We saw the director’s cut of Donnie Darko, which is now getting a theatrical run. I never got around to seeing the movie the first time it was released, back in 2001; but then the movie went from ‘obscurissimo cult favorite’ to ‘made $10 million in DVD sales.’ I guess they decided to take it for another spin ‘round the block, adding 20 minutes or so of footage from the DVD release that make it…well, more lucid than it was before, I guess. It’s still deeply crazy, but in a good way. Donnie Darko is a spicy purée of Charlie Kaufmann, David Lynch, and John Hughes, served over ice cubes made from frozen black-cherry soda and shredded ginger. Is Donnie losing his mind? Or is the spectral six-foot rabbit entity correct when he’s saying that the world is about to end? What is going on here?

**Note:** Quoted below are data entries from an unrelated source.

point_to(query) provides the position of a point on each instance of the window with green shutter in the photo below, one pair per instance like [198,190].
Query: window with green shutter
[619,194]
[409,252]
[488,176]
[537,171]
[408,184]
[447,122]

Words fail. We got to the final credits and although I wasn’t entirely certain what I’d just seen my brain was so awhirl with questions and theories and oh-hey-wasn’t-it-great-when that I needed to see it again right away.
We didn’t go see it again, though. We went and had dinner at Otto instead. Not cheap, but very tasty. Plus I ate all sorts of actual grownup food and didn’t feel like somebody was stabbing me in the face even once.
So, yeah. A good night.
By the way, there are what amounts to Cliffs Notes on the film in an article at Salon. You have to sit through the ad to get the Salon Day Pass if you’re not a subscriber, but if you’re dying to get something like a definitive take on the film it’s worth the extra 30 seconds.
Aug 20 04: virgo’s dilemma
I finished my last project for the day twenty minutes ago. So did nearly everybody else at the office. Nonetheless, here we are, bored out of our minds and trying hard to look productive, as we wait for our minimum weekly requirement of hours to be met.
Aaargh.
Meanwhile, there is a box on my desk that arrived this afternoon. It’s from my mother. Inside it is a birthday present. It is torturing me. See, she called me yesterday to find out where she should send it. (I’m very proud of her for doing so, because it means she’s remembered that we have a teeny tiny NYC apartment-style mailbox and sending us packages at home is an exercise in frustration.) And I have this vague memory of her saying that I should ‘open it as soon as it gets there.’ I think.
But what if I’m wrong? What if she didn’t say it? The Avenging Virgo does not like breaking the rules of How Things Should Be Done. And one of said rules is that Birthday Presents Are for Birthdays. You know, like Christmas Presents Are for Christmas. If she told me to open it early, then it’s okay; I had to. But if she didn’t tell me to do it, and I do it anyway, well…that’s cheating. Bad. Simply Not Done. And my birthday isn’t actually until next week.
But what if it’s cookies? It might be cookies. It might be a batch of the family specialty: Mrs. Peppard’s Cookies. Oh what if it is? What if, inside this innocent-looking box, there is a supernova of chocolate deliciousness? All for me? Desperate to be eaten ere they go stale or get broken into crumbs?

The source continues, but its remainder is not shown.